A brisk shrug from a brisk man.  “There’s two kinds of tinnitus.  There’s the inexplicable kind which you’ve got to learn to manage, or there’s the kind caused by small tumors pressing on the inner eardrum.  We’re going to give you an MRI in case it’s tumors, but personally I doubt it.”

And right there, the terror.

“Tumors?”

“Unlikely benign tumors,” he corrected.

“MRI?”

“For the unlikely benign tumors.”

“Tumors?!”

It has to be said, in my defense, I wasn’t actually saying this part out loud.  But my god I was thinking it.  I suppose I should also add that I’d had a stinker of a cold not three days before and to this day, I suspect that kinda threw off the very brisk consultant’s very brisk diagnostic tests.

“Hence the MRI,” he explained.  “Now… do you have anything metal in your body?”

“No,” I said, and at once, questioned this statement.  Did I?  I don’t think so.  I don’t remember anything metal being put into me.  I don’t think I’ve had any surgery or piercings or insertions or anything like that.  I have no reason to believe that I have anything metal inside me but what if I’m wrong?  What if something was implanted when I was a baby, what if I swallowed 20p when I was 3 and it never came out, what if I get into the MRI scanner and a piece of tin comes flying out of my body from god knows what source what if… what if oh god…?

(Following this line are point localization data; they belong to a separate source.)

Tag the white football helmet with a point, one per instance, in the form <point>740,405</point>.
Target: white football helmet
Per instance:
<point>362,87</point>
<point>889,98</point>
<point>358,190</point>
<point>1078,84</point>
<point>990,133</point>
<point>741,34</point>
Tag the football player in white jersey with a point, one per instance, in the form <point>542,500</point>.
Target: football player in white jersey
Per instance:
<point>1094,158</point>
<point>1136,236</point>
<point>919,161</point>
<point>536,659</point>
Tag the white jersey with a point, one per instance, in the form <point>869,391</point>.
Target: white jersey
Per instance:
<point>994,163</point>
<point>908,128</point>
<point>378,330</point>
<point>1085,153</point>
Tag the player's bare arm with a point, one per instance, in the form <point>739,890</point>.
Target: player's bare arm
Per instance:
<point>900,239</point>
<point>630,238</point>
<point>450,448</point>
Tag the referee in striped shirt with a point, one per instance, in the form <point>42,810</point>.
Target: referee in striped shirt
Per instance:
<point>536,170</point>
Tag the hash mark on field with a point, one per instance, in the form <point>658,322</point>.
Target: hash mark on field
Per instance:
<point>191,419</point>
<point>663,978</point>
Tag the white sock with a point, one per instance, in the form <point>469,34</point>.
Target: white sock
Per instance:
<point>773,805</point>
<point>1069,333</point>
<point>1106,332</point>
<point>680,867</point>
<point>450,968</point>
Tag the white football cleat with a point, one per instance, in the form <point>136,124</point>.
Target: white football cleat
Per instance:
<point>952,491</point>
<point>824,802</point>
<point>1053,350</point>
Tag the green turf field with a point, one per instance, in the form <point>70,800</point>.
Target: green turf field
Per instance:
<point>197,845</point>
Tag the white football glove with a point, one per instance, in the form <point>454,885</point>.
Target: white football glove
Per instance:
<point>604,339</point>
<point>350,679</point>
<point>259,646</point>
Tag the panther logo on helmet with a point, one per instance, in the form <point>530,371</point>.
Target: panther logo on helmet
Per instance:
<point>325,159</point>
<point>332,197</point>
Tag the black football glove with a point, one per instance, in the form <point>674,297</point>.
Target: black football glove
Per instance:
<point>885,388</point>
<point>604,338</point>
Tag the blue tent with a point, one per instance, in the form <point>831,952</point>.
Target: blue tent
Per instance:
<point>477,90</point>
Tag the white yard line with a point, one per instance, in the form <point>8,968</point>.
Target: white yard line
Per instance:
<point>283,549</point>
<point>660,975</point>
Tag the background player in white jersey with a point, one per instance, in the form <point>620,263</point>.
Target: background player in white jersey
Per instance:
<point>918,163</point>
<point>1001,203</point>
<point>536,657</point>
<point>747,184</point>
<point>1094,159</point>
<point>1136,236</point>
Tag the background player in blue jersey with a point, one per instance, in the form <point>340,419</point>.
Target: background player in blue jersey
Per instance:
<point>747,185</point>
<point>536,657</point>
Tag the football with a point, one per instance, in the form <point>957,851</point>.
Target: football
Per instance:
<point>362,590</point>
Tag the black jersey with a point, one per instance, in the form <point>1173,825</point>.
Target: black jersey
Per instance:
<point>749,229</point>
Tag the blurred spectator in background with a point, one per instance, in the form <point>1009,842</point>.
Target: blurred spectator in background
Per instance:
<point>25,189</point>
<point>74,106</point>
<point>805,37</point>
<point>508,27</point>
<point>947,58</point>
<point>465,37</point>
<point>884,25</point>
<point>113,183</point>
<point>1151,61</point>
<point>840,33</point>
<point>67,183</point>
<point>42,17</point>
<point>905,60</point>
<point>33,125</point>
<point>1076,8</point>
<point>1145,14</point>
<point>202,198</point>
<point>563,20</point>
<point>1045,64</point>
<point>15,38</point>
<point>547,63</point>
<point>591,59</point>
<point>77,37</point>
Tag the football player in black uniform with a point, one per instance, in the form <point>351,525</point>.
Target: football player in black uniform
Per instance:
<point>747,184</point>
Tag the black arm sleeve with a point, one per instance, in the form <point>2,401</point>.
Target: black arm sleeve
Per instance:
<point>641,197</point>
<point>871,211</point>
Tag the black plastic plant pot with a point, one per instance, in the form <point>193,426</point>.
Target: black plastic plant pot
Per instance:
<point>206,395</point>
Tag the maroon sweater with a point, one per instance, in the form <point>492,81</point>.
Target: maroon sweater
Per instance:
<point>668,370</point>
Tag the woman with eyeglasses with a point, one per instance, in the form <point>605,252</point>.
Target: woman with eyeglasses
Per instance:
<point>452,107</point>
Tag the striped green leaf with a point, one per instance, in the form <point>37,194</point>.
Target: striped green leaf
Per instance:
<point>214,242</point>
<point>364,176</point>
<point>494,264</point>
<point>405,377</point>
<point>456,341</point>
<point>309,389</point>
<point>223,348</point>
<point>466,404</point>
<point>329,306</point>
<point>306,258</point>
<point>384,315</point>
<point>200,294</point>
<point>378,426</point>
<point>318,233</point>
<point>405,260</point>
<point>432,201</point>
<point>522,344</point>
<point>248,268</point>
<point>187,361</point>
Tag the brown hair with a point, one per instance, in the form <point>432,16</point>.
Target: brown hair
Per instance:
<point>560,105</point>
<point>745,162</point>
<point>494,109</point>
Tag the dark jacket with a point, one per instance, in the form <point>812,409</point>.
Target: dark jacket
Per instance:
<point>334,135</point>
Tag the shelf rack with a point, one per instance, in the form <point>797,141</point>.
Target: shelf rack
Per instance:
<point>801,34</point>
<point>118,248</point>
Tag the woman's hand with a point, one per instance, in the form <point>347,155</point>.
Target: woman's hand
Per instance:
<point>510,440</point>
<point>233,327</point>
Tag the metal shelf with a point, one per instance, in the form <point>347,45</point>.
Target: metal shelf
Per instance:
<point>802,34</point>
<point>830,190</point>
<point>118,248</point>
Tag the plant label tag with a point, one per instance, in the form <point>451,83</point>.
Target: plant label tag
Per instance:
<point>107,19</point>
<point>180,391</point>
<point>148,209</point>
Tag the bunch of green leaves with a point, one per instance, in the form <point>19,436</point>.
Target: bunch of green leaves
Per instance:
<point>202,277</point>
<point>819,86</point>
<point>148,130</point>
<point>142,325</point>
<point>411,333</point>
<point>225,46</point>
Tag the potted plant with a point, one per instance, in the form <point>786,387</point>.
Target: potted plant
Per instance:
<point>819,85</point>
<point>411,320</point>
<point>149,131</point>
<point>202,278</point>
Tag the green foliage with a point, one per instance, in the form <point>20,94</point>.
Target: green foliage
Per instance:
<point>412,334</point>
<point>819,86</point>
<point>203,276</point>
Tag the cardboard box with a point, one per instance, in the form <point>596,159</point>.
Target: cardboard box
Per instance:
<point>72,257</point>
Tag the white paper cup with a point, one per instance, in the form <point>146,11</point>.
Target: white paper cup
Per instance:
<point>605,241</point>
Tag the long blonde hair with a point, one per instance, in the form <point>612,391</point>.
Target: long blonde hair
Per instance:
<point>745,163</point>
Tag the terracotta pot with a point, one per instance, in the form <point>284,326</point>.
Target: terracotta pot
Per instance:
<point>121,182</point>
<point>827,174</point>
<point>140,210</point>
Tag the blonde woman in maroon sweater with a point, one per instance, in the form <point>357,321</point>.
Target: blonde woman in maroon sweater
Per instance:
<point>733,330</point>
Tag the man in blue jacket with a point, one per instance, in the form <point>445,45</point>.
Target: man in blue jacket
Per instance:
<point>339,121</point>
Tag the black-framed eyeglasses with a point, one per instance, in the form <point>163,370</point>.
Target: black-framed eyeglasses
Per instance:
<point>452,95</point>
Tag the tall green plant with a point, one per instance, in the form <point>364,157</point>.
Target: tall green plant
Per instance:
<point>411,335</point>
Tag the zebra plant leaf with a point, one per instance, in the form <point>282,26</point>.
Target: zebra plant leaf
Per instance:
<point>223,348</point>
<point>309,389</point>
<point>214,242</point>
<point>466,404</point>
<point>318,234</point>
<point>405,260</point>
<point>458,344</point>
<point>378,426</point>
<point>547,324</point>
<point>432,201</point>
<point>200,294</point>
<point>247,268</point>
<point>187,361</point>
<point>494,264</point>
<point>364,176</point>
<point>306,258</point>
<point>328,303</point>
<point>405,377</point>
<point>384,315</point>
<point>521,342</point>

“But dear,” said my Mum, “I don’t think you have any metal in your body.”

“Neither do I.  I don’t think I have tumors either.  But what if?!”

As I write this, I still have a week and a bit to go before the MRI, and my worry is now merely a gentle background hum.  Not least, since then, I’ve actually acquired a very mild eye infection in my right eye which is currently far more interesting.  As it didn’t hurt, and wasn’t red, and my vision seemed okay, I went onto NHS direct and looked up my symptoms.  ‘This symptom is manageable at home,’ it explained and oddly, I felt a pang of disappointment.  ‘Go to your local pharmacist for medication.’

You mean… I don’t need a doctor?  But my right eye is oozing!  Surely I need a doctor?  I’m a lighting designer – I need my eyes!

‘Go to your pharmacist,’ it said, ‘you have a mild eye infection, easily treatable with over-the-counter medication,’ and the thought suddenly struck me: that for all I am absolutely terrified of doctors and hospitals, of tests and machines, of diagnoses I don’t want to receive and of people stabbing, prodding and poking me with not necessarily very satisfactory answers, what I’m frightened of even more than that, and let’s face it my fears are diverse and expansive, but what I’m really, really terrified of, is of having no cure or answer at all.